The study was a cross-sectional evaluation of 2744 men aged 60-79 y who were free of cardiovascular disease and cancer and were drawn from general practices in 24 British towns. Anthropometric and body-composition [including fat mass (FM), fat-free mass (FFM), and percentage body fat (%BF) evaluated with bioelectric impedance] measurements were made, and lung function was examined by using spirometry.
Height-standardized forced expiratory volume in 1 s (FEV1) was diminished only in lean (BMI < 22.5) and obese (BMI > or = 30) men, but forced vital capacity (FVC) tended to decrease with increasing BMI (P < 0.01). All other measures of adiposity [ie, waist circumference (WC), waist-hip ratio (WHR), FM, and %BF] were significantly and inversely related to FEV1 and FVC after adjustment for confounders, including age and cigarette smoking (all: P < 0.05). This was seen both in nonobese (BMI < 30) and obese men. FFM was positively associated with FEV1 (P = 0.03) and to a lesser extent with FVC. Higher BMI and FFM were both associated with reduced odds of a low FEV1-FVC ratio (ie, <70%).
Total body fat and central adiposity are inversely associated with lung function, but increased FFM reflecting increases in muscle mass is associated with increased lung function and lower odds of low FEV1:FVC in the elderly.
大多数人群研究报告称体重指数(BMI,单位:kg/m²)与肺功能之间的关联较弱或无显著关联。
本研究聚焦于脂肪分布和身体组成对肺功能的不同影响,并在老年男性中研究了这些关系。
该研究是一项横断面评估,纳入了2744名年龄在60 - 79岁之间、无心血管疾病和癌症的男性,他们来自英国24个城镇的普通诊所。进行了人体测量和身体组成测量[包括脂肪量(FM)、去脂体重(FFM)以及用生物电阻抗评估的体脂百分比(%BF)],并使用肺活量测定法检测肺功能。

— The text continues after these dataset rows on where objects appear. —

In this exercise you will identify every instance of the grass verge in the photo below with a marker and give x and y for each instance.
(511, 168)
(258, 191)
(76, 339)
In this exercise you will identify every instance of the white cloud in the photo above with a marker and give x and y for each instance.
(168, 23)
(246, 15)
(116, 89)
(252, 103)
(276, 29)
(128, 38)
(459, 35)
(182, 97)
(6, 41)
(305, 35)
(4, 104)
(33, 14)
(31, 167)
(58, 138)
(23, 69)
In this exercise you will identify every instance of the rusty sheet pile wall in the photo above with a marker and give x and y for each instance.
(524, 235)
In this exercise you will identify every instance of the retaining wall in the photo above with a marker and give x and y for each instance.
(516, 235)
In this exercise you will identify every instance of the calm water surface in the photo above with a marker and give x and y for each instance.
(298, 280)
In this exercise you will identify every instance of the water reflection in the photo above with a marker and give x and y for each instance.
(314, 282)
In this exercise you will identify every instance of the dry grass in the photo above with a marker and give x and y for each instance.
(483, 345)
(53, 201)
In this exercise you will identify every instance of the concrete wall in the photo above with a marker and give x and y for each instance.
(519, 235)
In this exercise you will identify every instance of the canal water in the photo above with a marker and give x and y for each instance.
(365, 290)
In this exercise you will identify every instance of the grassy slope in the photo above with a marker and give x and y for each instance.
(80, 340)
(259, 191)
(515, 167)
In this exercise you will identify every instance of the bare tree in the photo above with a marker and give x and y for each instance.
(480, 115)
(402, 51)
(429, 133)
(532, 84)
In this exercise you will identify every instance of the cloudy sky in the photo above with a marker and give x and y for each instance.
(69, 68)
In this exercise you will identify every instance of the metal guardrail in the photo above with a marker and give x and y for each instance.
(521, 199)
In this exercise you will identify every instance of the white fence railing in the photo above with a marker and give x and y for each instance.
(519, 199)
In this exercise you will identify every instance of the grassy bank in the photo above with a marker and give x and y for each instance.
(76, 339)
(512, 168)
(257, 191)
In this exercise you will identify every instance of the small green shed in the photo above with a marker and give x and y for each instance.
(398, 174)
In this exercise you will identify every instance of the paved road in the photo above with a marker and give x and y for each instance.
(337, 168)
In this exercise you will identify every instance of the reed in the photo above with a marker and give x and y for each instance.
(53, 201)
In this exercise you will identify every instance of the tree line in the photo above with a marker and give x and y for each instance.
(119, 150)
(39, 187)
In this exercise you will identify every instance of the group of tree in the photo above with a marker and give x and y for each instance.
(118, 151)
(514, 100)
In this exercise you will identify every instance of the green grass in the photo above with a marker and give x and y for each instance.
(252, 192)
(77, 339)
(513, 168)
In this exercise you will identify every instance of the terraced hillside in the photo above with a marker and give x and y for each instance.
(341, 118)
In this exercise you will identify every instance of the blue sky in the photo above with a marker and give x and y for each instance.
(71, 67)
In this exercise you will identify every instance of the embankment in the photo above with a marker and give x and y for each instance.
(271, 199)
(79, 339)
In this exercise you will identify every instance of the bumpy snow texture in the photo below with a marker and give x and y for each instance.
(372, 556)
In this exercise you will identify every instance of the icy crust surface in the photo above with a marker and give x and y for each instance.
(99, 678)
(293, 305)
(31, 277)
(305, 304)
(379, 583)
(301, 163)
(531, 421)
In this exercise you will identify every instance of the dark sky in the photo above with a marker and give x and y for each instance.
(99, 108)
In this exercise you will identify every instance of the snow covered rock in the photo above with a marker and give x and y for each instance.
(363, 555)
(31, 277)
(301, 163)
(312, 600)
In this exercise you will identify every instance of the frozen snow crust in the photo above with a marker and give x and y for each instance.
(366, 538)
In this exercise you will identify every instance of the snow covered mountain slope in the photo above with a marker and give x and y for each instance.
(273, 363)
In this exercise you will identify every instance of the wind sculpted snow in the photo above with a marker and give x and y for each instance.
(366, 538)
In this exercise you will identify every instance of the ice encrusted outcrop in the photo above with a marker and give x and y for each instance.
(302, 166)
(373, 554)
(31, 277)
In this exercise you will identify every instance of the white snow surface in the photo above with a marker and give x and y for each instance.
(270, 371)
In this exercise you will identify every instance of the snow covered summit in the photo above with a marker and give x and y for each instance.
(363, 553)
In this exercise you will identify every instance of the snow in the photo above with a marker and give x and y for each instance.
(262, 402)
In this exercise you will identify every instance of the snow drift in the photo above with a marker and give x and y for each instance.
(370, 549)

身高标准化的第1秒用力呼气量(FEV1)仅在瘦(BMI < 22.5)和肥胖(BMI≥30)男性中降低,但用力肺活量(FVC)倾向于随BMI增加而降低(P < 0.01)。在调整包括年龄和吸烟在内的混杂因素后,所有其他肥胖指标[即腰围(WC)、腰臀比(WHR)、FM和%BF]均与FEV1和FVC显著负相关(均为:P < 0.05)。在非肥胖(BMI < 30)和肥胖男性中均观察到这一情况。FFM与FEV1呈正相关(P = 0.03),与FVC的相关性较小。较高的BMI和FFM均与较低的FEV1 - FVC比值(即<70%)的几率降低相关。
总体脂肪和中心性肥胖与肺功能呈负相关,但反映肌肉量增加的FFM增加与肺功能增加以及老年人中较低的低FEV1:FVC几率相关。